Pour une défense de l’antiracisme politique et de la démocratie (Houria Bentouhami)

16 Janvier 2018 , Rédigé par Repères anti-racistes Publié dans #Antiracisme politique

On ne compte plus les articles ou tribunes publiées ces derniers temps contre l'antiracisme politique. Mais qu’on ne s’y trompe pas, ces attaques n’ont pas eu pour but de prendre part à un débat public de fond sur la question raciale en France, mais d’en disqualifier les termes. Or, ce n'est pas le silence des dissensus qui fait la démocratie mais plutôt l'expression plurielle des positionnements.

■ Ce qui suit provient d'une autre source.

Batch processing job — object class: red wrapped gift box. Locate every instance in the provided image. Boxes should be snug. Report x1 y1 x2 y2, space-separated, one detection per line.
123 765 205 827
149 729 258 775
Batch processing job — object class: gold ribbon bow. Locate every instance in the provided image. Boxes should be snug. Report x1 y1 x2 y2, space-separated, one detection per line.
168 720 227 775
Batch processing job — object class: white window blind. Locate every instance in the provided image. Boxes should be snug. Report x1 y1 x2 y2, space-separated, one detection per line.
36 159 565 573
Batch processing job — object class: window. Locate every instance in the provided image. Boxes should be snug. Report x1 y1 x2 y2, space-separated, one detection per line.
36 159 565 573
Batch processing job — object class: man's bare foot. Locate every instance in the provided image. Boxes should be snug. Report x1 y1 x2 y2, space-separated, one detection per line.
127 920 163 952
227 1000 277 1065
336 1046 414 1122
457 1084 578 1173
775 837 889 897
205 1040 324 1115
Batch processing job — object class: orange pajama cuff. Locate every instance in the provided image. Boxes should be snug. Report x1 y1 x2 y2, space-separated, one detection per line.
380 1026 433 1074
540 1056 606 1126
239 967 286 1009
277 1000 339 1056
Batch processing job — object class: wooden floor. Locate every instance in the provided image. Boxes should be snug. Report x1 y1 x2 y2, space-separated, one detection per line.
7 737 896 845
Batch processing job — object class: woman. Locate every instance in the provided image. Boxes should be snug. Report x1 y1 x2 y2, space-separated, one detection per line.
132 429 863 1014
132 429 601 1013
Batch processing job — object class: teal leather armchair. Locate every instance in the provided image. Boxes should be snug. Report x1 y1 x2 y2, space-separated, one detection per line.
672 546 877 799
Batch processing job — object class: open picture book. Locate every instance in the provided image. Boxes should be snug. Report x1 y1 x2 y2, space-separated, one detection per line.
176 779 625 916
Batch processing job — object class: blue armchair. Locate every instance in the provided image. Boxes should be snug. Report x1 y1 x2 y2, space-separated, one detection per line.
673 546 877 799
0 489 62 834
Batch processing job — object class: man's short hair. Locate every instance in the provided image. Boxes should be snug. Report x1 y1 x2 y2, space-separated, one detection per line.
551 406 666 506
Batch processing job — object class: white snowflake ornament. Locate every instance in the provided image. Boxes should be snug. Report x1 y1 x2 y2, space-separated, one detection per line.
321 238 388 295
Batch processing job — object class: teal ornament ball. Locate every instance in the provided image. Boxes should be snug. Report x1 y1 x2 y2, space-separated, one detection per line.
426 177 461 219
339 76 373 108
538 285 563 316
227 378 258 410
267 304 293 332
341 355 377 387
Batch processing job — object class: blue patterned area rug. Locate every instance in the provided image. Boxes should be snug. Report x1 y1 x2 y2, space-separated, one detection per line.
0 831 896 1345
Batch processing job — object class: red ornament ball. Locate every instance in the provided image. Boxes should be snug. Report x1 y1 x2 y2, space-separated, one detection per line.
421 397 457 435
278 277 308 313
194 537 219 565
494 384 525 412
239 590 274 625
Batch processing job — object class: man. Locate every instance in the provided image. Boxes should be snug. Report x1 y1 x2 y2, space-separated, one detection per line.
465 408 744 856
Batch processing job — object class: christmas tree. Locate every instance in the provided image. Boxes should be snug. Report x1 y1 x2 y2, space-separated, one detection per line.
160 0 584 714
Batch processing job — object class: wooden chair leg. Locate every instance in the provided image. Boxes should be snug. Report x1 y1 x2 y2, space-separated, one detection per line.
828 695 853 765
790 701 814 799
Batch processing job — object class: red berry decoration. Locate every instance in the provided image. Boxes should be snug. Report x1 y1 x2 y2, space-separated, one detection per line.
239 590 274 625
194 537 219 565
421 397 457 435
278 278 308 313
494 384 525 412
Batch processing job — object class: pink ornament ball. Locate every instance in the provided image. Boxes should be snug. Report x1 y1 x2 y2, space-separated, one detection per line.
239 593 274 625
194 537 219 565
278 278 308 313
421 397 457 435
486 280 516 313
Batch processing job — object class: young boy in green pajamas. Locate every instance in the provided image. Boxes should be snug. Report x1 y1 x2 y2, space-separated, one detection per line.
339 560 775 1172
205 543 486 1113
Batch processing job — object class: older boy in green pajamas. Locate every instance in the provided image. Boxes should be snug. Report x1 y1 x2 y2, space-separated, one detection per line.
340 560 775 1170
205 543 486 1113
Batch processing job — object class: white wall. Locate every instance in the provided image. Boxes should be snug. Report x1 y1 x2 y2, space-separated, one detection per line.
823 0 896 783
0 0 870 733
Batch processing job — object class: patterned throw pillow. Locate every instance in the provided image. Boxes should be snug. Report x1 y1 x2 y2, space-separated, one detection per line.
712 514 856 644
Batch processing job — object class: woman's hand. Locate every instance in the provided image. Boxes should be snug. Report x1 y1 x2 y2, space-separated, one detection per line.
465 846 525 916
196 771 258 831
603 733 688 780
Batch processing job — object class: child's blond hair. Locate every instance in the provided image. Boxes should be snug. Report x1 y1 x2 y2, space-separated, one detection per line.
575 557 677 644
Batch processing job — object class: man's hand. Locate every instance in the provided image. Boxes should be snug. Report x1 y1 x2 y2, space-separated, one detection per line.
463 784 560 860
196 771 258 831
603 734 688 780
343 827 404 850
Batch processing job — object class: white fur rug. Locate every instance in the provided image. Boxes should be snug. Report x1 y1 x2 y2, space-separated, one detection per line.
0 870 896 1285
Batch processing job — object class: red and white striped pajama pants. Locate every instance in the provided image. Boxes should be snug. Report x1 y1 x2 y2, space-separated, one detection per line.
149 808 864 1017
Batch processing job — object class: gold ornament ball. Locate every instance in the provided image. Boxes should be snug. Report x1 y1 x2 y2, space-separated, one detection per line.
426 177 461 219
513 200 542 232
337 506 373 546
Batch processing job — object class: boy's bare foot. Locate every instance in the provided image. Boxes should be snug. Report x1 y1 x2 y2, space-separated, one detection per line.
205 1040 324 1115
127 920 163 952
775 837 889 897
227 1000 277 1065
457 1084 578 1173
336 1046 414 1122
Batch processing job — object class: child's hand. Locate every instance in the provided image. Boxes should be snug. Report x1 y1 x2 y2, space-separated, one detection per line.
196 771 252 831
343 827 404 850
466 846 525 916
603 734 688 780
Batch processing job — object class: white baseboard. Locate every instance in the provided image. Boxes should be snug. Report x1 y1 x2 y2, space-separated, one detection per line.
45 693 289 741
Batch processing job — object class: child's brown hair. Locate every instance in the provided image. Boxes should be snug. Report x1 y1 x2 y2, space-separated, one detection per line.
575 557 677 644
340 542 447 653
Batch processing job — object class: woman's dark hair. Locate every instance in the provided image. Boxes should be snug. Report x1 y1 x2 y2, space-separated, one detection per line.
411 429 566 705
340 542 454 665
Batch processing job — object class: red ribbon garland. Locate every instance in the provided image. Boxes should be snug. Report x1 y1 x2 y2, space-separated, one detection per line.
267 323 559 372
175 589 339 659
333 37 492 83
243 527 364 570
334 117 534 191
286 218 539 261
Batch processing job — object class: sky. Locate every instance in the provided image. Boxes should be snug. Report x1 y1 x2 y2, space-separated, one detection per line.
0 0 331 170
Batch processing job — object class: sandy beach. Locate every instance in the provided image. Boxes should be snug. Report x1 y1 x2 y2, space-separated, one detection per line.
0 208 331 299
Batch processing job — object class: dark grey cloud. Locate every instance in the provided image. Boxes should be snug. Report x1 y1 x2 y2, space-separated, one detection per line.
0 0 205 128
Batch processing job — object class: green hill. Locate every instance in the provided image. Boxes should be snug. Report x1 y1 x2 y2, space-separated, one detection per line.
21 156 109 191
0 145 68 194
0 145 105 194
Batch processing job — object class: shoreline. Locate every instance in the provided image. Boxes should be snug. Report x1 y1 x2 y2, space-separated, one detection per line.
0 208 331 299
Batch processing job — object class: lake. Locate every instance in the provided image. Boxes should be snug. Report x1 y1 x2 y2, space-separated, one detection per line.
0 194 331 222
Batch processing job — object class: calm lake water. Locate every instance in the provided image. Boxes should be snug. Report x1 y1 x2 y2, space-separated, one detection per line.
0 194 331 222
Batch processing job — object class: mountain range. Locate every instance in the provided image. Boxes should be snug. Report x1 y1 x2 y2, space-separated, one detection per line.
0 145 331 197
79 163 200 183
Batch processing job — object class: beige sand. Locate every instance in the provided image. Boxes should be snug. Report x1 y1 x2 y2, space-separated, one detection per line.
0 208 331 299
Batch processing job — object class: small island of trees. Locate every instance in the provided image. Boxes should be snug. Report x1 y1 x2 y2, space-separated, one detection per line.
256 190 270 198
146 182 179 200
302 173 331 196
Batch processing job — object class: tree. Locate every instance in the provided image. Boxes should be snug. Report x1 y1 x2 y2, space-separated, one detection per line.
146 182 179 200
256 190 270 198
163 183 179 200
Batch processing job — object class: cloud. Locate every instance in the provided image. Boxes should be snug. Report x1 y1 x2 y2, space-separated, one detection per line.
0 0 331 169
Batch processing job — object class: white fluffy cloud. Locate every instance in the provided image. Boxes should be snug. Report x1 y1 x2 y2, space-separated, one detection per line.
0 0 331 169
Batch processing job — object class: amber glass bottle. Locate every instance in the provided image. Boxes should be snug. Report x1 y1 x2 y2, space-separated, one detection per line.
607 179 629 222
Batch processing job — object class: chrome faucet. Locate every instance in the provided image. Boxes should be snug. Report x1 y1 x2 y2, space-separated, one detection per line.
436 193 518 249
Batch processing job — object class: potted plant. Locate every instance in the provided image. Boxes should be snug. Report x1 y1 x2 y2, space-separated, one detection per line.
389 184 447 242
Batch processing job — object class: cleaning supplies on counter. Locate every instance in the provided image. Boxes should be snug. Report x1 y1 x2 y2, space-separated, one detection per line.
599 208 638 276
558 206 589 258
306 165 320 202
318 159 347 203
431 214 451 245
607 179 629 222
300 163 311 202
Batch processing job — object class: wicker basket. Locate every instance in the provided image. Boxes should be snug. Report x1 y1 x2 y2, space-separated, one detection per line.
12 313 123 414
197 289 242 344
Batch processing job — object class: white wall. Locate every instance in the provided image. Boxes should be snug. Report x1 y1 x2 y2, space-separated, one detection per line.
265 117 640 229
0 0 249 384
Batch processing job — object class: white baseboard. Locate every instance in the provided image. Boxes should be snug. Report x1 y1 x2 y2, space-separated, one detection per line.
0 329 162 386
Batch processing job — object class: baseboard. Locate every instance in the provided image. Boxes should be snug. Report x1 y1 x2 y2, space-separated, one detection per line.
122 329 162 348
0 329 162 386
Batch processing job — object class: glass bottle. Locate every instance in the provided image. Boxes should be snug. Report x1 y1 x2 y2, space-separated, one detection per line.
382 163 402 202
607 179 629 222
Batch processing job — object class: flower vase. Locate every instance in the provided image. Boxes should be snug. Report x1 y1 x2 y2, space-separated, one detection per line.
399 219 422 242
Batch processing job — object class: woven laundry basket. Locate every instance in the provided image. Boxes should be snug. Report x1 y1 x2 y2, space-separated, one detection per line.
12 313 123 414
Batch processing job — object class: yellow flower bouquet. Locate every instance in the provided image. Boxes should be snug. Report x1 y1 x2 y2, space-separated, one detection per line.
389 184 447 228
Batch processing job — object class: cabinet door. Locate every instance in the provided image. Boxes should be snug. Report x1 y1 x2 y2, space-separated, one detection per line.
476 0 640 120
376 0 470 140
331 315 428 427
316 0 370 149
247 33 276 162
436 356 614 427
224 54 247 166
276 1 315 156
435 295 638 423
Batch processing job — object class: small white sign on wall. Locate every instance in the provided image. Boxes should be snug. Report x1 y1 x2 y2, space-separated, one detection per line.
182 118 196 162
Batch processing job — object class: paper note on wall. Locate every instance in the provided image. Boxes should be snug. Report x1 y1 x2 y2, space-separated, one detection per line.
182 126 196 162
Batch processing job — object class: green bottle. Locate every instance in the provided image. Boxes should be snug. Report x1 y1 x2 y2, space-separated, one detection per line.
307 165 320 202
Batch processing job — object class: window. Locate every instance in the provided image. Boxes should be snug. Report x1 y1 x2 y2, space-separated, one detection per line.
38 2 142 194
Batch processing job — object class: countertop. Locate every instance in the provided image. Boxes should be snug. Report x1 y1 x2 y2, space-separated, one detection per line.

Qu'est-ce que l'antiracisme politique?

Nous ne pouvons mieux faire que citer Omar Slaouti qui dans un entretien à Contretemps[1] expliquait la différence entre antiracisme politique et antiracisme moral en la fondant non pas sur l’idée qu'il n'y aurait pas de morale dans le premier mais sur celle qu'il n'y a pas de politique dans le second. Nous ajouterions volontiers qu’il y a bien une politique dans l’antiracisme moral si l’on prend note des prises de position publiques des représentants de cette mouvance, mais il ne s’agit pas de politique antiraciste. C’est là où le bât blesse.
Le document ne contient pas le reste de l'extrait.